\[\boxed{\begin{align} &3 \le 5x_1+3x_2+3x_3+5x_4 \le 5 \\ &0 \le x_2+x_3 \le 1 \\ &0 \le x_1+x_4 \le 1 \\ &1 \le 3x_3+5x_4 \le 3 \\ &0 \le 5x_1+3x_2 \le 2 \\ &0 \le x_1,x_2,x_3,x_4 \le 1 \end{align}}\]
It was noted we can use linear programming (using a dummy objective) to find one solution (if it exists), The question came up: can we find all solutions? Similar questions are asked many times. There are at least a few possible answers to this question:
- If the \(x_j\) are continuous variables, then a system of inequalities has zero, one or infinitely many solutions. Enumerating all of them is of course out of the question.

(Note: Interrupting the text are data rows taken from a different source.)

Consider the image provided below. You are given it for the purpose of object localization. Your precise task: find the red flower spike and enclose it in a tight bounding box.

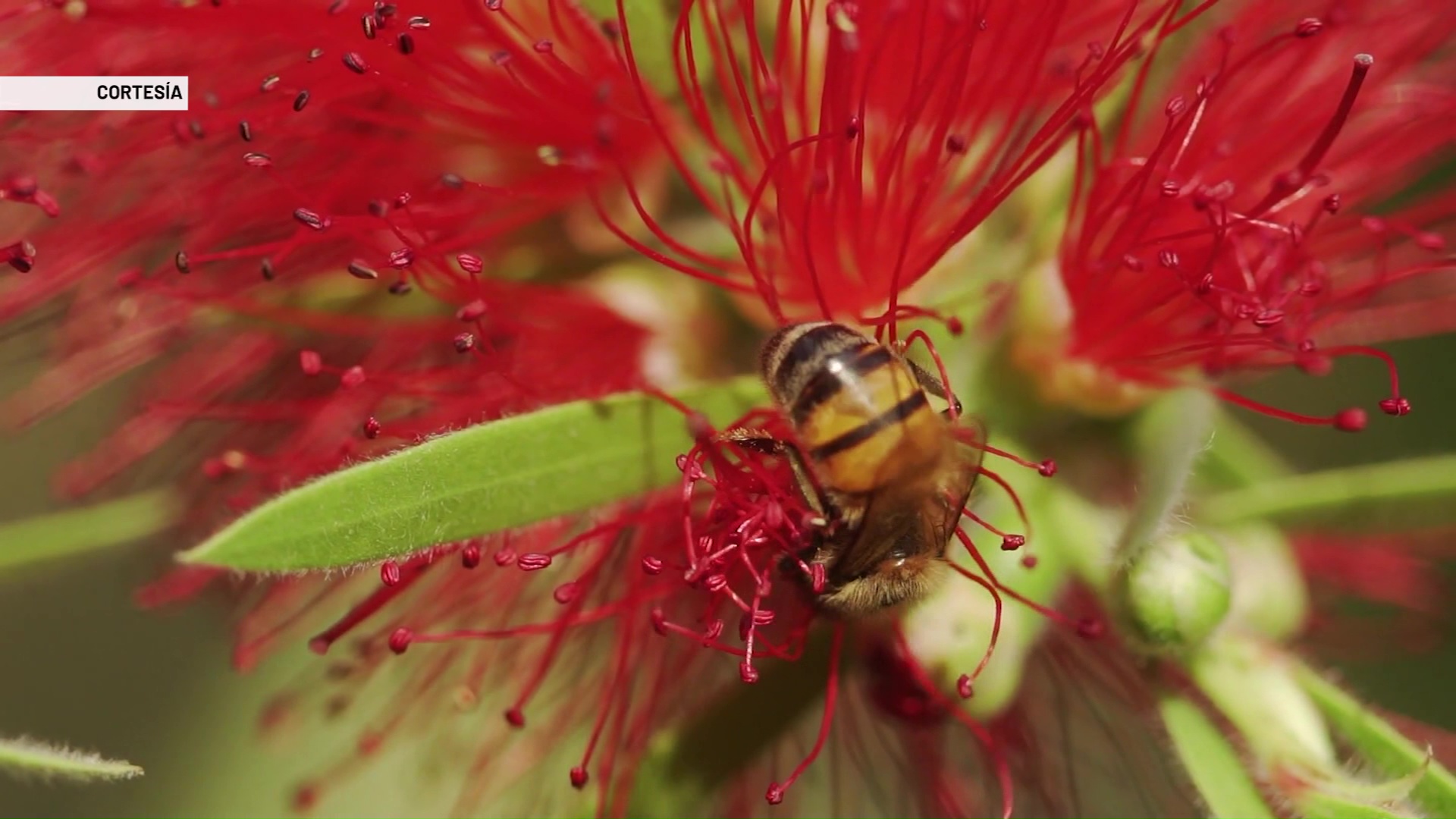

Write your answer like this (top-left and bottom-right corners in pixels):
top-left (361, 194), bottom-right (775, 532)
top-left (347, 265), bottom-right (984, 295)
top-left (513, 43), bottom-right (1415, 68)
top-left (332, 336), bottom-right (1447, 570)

top-left (1054, 0), bottom-right (1456, 431)
top-left (0, 0), bottom-right (667, 448)
top-left (598, 0), bottom-right (1205, 325)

- Should you even want multiple solutions? It may be better to introduce an objective that implements how we should weigh the different solutions, and thus allows us to pick the best one.
- In linear programming we have concept of corner points. Those points we can enumerate. There are finitely many of them but in practice there may be too many of them to enumerate all of them. Here we try this out on this problem.
- If we can restrict the solutions to be integers, things become simpler. Now it is possible to enumerate all of them using some MIP tricks, or we can use constraint programming tools that provide this functionality out-of-the-box.
This system is small enough to try out a few things.